Returns 5 different RunDate each of them >='20040204' What is wrong here?
[24 Feb 2009 11:37] Mike Jenkins
Hi,

It should return data for 20040204 onwards (see below) but it is actually returning data for 2007 onwards and from the 1st record in 2007.

+----------+
| RunDate  |
+----------+
| 20040204 |
| 20040205 |
| 20040206 |
| 20040209 |
| 20040210 |
+----------+

Mike
[24 Feb 2009 17:12] Sveta Smirnova
Thank you for the feedback.

Please provide output of EXPLIAN PARTITIONS for SELECT statements provided.
[24 Feb 2009 19:40] Mike Jenkins
Contains EXPLAIN PARTITION of each of the 6 select statements.

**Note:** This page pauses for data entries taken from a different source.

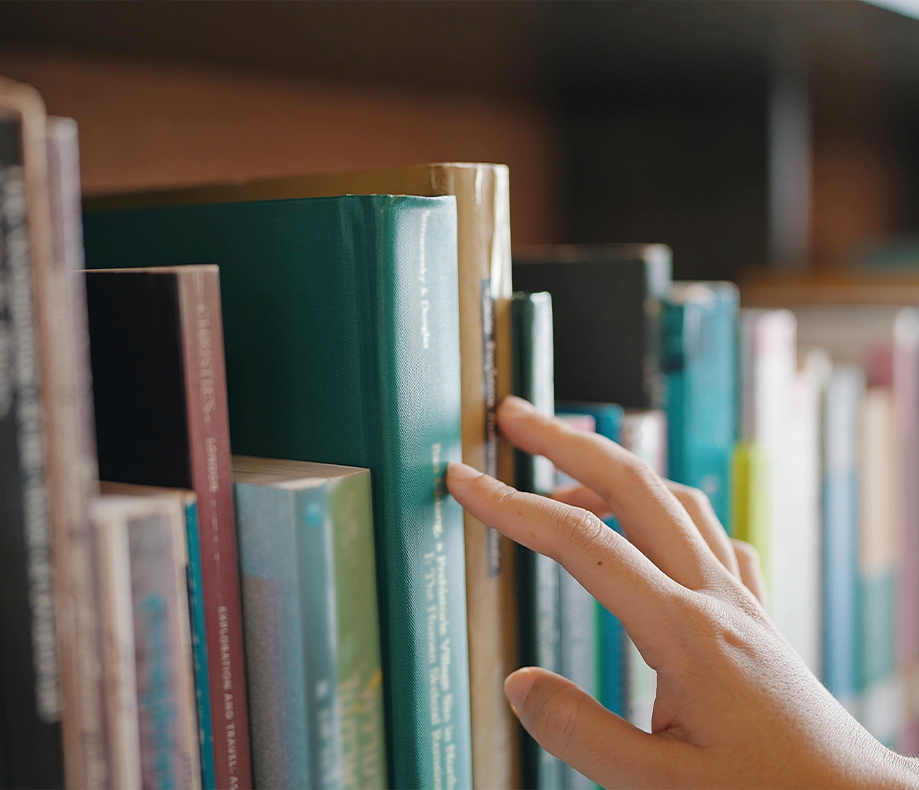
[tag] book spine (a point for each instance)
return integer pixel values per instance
(166, 710)
(414, 341)
(484, 258)
(199, 647)
(317, 591)
(209, 440)
(28, 648)
(537, 576)
(275, 642)
(360, 674)
(73, 471)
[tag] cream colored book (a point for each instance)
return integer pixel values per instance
(483, 226)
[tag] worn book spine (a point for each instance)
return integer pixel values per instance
(317, 589)
(360, 674)
(116, 617)
(209, 443)
(73, 471)
(275, 643)
(29, 669)
(199, 646)
(169, 750)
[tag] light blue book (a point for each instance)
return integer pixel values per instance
(196, 611)
(700, 370)
(842, 406)
(286, 568)
(610, 650)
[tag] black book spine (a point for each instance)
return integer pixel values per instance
(29, 678)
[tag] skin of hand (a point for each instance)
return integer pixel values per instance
(735, 705)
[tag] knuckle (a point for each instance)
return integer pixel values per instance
(555, 722)
(578, 529)
(746, 552)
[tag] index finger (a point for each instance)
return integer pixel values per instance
(649, 514)
(619, 576)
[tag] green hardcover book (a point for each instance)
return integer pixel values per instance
(344, 494)
(342, 345)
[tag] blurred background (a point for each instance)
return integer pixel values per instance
(766, 142)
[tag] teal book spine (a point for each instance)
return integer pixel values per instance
(360, 674)
(700, 364)
(612, 667)
(317, 593)
(538, 577)
(199, 648)
(342, 346)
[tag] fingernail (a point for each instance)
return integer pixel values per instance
(460, 473)
(517, 686)
(512, 406)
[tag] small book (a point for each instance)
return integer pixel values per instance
(142, 563)
(161, 419)
(311, 624)
(342, 346)
(700, 371)
(484, 270)
(191, 536)
(537, 575)
(607, 302)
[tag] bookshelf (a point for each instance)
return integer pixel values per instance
(559, 91)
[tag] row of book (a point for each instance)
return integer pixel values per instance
(315, 610)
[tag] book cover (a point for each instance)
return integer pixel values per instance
(700, 361)
(198, 645)
(161, 419)
(342, 497)
(537, 575)
(29, 667)
(484, 268)
(607, 302)
(342, 342)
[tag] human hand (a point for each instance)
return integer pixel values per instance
(735, 705)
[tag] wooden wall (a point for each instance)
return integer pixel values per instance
(147, 125)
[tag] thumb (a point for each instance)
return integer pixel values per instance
(570, 724)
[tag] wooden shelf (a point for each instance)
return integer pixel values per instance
(837, 289)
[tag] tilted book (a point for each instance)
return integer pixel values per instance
(161, 419)
(143, 563)
(484, 269)
(195, 583)
(607, 303)
(310, 603)
(342, 343)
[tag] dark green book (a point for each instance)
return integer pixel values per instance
(538, 577)
(342, 345)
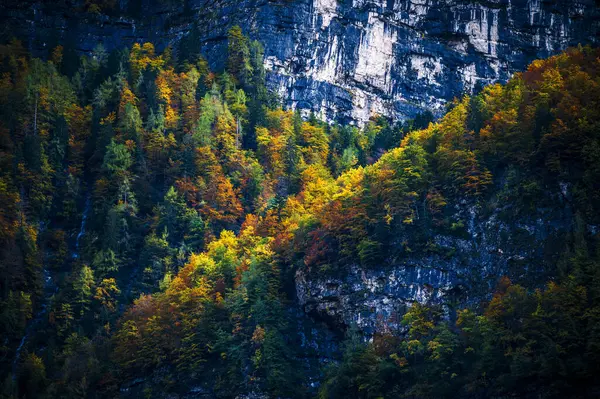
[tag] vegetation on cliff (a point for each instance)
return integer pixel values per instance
(153, 214)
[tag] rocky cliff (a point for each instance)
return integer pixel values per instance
(343, 59)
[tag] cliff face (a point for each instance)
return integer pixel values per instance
(398, 57)
(348, 60)
(460, 268)
(343, 59)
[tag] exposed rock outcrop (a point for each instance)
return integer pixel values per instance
(343, 59)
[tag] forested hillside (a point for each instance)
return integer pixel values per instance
(156, 219)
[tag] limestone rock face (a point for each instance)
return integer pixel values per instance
(346, 60)
(459, 268)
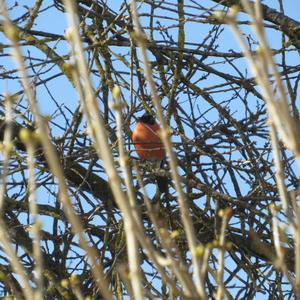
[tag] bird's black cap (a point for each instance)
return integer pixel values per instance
(147, 119)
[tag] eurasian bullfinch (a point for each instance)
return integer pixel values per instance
(149, 146)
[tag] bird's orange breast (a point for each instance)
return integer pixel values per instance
(147, 142)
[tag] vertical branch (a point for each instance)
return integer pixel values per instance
(54, 163)
(29, 140)
(165, 134)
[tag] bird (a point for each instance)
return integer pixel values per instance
(149, 146)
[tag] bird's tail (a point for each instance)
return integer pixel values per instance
(162, 183)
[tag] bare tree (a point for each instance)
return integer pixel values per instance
(81, 215)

Attachment: explainpart.txt (text/plain), 5.47 KiB.

[25 Feb 2009 14:30] Mike Jenkins
Have overcome problem by renaming table and creating a new one and then doing an...insert into TTprices select * from TTpricesOld where RunDate<'20040101'; so I only get 2003 records.  I then do all batch processing and truncate TTprices and then repeat for 2004 etc.

Workaround fine for me but when I need this online ...
[7 Sep 2009 6:21] Susanne Ebrecht
Sorry but I am confused about the version numbers.

On which version do you have this problem?
[7 Oct 2009 23:00] Bugs System
No feedback was provided for this bug for over a month, so it is
being suspended automatically. If you are able to provide the
information that was originally requested, please do so and change
the status of the bug back to "Open".
[11 Oct 2009 8:42] Sveta Smirnova
Version numbers corrected.
[11 Oct 2009 9:14] Valeriy Kravchuk
Please, try to repeat with a newer version, 5.1.39, and inform about the results.
[12 Nov 2009 0:00] Bugs System
No feedback was provided for this bug for over a month, so it is
being suspended automatically. If you are able to provide the
information that was originally requested, please do so and change
the status of the bug back to "Open".